Sir Kralaford turned in his saddle. Hakansa growled and stopped at the abrupt movement.
"And my son?"
"Still not found when I left, but Master Tzarren believes Kralmir is being held somewhere in the fortress."
Sir Kralaford made no attempt to hide his anger.
"By whom?"
"The man responsible, a merchant by the name of Dres, died by his own hand before he could be questioned, but Master Tzarren interrogated his Trade-proctor. From his questioning he surmised that you would be riding into trouble and sought my assistance."
Sir Kralaford looked down dispassionately at the dead and dying in the valley.
"I was a fool not to have realised it sooner. That they had no chance of escape was clear, and they made no attempt to hide their trail from us. They knew I had no choice but to follow."
"Indeed."
"Now I have some questions to ask them."
Sir Kralaford urged Hakansa towards the farmhouse, and Sir Unsaethel followed, catching him as he reached the first of their attacker's dead. A wounded hydrayet, which had been grazing a patch of bloodied grass nearby, snorted irritably and limped away.

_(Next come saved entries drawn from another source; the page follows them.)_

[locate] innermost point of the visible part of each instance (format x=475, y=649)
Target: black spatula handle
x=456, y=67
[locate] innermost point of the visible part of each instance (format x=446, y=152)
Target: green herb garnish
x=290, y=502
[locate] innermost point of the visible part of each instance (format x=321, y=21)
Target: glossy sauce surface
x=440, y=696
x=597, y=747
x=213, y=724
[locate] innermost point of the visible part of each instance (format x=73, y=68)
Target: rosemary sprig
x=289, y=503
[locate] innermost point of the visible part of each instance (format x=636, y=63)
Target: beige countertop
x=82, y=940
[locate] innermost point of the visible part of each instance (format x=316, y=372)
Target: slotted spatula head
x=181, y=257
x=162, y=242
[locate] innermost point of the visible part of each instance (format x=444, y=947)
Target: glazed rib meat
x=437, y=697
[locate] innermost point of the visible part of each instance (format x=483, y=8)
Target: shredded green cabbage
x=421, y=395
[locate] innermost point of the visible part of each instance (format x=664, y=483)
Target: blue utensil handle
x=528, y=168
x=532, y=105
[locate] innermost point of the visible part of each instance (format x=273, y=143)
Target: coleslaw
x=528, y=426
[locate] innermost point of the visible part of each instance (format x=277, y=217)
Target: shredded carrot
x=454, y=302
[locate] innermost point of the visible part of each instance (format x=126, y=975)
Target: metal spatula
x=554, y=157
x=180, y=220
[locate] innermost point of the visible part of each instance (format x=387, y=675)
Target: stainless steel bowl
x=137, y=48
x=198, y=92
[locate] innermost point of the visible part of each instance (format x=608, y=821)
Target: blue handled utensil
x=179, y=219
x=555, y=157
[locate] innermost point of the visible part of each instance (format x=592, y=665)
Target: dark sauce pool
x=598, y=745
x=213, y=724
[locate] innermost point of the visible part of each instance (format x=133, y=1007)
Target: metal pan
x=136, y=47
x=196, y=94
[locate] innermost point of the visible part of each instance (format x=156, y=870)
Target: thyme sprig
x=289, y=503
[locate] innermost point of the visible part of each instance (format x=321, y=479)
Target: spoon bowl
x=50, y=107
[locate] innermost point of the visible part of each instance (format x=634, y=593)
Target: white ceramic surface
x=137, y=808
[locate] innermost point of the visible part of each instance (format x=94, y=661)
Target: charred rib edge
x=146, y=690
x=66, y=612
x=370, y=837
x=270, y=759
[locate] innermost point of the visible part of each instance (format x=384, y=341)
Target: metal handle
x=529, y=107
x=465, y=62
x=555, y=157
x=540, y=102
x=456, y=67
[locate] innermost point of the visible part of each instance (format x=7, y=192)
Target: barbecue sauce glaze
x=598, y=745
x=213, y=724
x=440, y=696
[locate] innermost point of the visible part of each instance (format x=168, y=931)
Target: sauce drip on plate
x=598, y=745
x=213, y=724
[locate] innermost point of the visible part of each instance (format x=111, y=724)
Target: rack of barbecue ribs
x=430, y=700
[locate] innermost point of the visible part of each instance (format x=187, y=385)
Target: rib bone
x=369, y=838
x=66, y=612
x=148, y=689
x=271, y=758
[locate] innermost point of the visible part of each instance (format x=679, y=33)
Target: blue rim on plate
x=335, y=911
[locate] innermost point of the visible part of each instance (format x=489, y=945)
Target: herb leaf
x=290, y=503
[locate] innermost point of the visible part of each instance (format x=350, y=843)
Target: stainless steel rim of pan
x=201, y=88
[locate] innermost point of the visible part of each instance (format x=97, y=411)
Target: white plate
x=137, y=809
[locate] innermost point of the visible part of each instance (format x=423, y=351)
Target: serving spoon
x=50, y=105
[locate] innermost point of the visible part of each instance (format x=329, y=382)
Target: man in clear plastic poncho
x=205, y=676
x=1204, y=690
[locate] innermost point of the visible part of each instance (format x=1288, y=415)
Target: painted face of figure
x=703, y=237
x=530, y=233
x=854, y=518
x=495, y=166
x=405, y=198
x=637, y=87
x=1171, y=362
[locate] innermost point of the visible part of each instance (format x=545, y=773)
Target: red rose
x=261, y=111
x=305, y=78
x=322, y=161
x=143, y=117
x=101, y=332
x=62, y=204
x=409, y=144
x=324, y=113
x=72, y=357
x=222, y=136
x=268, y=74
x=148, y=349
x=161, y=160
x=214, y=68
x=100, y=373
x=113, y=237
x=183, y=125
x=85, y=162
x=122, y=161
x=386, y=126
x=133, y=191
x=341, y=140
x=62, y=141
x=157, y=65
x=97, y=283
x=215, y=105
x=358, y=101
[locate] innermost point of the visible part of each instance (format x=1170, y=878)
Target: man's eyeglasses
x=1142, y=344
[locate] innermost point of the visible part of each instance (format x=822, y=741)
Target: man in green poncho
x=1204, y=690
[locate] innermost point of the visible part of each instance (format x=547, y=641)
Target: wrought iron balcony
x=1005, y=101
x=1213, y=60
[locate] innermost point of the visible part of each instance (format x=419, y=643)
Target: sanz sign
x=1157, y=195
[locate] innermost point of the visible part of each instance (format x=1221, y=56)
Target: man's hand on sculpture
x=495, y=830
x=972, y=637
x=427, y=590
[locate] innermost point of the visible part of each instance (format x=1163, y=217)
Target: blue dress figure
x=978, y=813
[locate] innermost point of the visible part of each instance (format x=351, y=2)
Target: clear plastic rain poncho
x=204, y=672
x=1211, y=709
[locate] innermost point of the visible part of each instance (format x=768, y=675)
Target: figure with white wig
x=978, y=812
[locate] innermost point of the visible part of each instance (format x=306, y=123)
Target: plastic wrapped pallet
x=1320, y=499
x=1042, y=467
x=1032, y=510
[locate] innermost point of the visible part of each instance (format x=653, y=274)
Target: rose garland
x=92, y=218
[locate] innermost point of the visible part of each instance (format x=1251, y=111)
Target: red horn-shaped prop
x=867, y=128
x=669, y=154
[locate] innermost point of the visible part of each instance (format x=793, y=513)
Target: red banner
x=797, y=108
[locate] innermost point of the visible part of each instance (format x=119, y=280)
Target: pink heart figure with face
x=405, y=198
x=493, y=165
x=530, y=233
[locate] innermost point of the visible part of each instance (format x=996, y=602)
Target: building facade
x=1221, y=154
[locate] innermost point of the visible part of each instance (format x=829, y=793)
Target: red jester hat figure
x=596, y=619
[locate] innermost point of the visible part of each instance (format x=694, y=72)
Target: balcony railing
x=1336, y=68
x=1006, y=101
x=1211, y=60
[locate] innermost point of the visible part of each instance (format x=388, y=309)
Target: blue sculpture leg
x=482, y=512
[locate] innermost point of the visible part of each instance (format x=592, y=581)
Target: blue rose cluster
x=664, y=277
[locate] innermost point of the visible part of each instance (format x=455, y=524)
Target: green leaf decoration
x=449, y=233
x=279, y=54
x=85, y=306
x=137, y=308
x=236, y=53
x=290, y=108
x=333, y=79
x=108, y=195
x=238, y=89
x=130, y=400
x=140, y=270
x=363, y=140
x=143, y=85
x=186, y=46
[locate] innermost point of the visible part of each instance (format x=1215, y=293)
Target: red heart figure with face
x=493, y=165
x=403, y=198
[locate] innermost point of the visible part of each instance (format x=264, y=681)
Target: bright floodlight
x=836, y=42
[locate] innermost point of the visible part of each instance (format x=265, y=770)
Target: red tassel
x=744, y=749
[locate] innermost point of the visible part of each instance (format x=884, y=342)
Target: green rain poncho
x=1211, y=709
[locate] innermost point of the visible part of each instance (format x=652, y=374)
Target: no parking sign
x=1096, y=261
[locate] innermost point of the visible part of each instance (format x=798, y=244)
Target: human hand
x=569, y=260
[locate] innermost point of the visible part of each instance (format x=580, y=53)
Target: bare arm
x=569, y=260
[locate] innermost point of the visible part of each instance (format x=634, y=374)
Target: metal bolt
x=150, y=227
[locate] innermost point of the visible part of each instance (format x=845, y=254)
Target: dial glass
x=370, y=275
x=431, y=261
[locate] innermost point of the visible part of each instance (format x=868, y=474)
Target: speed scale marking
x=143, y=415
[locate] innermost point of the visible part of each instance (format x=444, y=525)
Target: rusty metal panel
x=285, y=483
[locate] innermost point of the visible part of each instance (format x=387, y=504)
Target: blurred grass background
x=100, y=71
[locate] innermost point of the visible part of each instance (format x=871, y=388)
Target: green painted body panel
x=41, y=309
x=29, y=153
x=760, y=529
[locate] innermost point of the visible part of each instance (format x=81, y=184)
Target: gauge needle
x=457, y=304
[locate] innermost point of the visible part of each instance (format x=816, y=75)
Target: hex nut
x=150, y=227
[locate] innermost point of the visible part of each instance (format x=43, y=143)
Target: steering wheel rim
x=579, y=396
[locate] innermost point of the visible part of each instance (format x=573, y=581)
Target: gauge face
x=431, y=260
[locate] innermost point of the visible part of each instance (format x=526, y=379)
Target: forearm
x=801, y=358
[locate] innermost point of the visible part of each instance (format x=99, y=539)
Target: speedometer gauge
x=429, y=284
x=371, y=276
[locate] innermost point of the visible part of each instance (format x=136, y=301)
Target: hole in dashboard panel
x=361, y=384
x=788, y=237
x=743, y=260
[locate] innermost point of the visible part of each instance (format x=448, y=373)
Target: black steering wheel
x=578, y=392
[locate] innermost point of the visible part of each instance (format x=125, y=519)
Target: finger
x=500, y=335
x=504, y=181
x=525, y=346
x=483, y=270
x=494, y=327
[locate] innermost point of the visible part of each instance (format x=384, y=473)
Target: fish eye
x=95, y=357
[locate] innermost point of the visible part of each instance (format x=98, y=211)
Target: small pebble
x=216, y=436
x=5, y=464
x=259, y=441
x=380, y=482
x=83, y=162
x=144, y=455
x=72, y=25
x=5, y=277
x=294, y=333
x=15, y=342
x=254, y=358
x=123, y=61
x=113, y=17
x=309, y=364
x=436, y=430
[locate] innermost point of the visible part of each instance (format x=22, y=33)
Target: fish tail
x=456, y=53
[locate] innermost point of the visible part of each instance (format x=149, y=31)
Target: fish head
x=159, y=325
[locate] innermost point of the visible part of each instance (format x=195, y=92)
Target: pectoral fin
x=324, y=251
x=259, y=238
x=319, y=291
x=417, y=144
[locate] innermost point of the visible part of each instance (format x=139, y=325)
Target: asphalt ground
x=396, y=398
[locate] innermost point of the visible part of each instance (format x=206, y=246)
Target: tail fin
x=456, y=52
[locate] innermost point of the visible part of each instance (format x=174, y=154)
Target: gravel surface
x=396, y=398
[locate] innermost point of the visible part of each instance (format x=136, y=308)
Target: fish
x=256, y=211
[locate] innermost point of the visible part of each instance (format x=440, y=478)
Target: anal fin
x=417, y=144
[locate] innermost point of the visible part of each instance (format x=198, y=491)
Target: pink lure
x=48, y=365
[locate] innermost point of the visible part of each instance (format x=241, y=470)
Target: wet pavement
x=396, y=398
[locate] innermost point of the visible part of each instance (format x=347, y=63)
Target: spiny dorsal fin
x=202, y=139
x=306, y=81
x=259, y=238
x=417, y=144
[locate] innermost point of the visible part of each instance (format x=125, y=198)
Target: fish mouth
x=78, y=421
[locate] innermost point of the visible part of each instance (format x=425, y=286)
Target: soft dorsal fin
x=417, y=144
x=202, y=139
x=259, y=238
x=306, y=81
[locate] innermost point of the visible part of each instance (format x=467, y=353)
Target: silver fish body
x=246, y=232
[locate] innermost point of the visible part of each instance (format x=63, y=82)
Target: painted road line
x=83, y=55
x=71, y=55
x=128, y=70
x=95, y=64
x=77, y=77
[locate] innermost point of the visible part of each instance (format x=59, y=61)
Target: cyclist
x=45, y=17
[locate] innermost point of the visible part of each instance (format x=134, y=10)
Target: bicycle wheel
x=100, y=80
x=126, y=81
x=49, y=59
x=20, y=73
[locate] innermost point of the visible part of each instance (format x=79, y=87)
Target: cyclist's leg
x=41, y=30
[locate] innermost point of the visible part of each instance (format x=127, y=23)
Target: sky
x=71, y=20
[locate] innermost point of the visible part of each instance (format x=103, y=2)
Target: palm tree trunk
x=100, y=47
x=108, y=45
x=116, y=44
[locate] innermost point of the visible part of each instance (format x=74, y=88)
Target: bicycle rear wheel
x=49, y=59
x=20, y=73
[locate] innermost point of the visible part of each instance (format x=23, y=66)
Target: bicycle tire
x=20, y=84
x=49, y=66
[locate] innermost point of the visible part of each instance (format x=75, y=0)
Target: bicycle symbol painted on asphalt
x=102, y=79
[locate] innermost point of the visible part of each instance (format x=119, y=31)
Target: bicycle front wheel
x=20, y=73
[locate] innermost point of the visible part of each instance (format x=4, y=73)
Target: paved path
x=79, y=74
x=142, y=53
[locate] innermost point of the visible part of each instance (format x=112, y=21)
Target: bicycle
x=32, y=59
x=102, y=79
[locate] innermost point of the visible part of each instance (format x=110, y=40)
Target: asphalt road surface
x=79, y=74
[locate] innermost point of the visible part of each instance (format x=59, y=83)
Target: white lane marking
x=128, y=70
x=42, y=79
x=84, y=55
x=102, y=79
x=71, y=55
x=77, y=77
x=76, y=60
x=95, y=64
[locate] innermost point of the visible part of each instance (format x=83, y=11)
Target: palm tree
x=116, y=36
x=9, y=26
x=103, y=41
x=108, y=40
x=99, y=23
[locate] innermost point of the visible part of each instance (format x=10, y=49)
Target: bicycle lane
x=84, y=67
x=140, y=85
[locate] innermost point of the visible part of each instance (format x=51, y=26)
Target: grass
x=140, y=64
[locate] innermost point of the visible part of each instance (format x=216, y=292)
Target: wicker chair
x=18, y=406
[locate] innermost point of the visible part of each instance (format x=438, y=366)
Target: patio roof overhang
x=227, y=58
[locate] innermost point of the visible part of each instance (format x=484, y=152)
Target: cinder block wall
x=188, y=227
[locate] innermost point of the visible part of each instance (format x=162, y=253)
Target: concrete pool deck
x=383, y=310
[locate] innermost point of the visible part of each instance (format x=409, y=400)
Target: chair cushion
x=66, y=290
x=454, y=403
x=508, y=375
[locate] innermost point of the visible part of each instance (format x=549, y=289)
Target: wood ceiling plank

"You have business with Sir Galder at noon, Commander," Sir Unsaethel reminded him. "And that time is fast approaching."
"I cannot face Sir Galder until I know the fate of my son."
Falsch pushed forward and blocked Hakansa, who snarled at the impediment.
"You have acknowledged one foolishness today," said Sir Unsaethel. "Do you wish to continue with further idiocy? What purpose do you think this trap was supposed to serve?"
"Do not fret, old man. My questioning will be quick."
Hakansa moved forward, and Falsch did not stop him.
"Ensure that it is," said Sir Unsaethel, and wheeled his steed away.
* * *
Falsch picked his way between the bodies, to a patch of thick grass where Sir Unsaethel's lance stood, driven slantwise into the earth. He grasped it and pulled, and with Falsch's strength he wrenched the weapon from the broindell's body, which had been pinned by it to the ground.
"Do you still remember the impetuousness of youth, old friend?" he asked.
Falsch gave a low growl.
Sir Unsaethel grunted.
"Come on then, beast. I fear my fellow Commander has too much of his father's blood in him this hour, and you and I both know what a hot-headed fool he was."
They turned, and Falschloped towards the farmhouse, where some prisoners awaited questioning.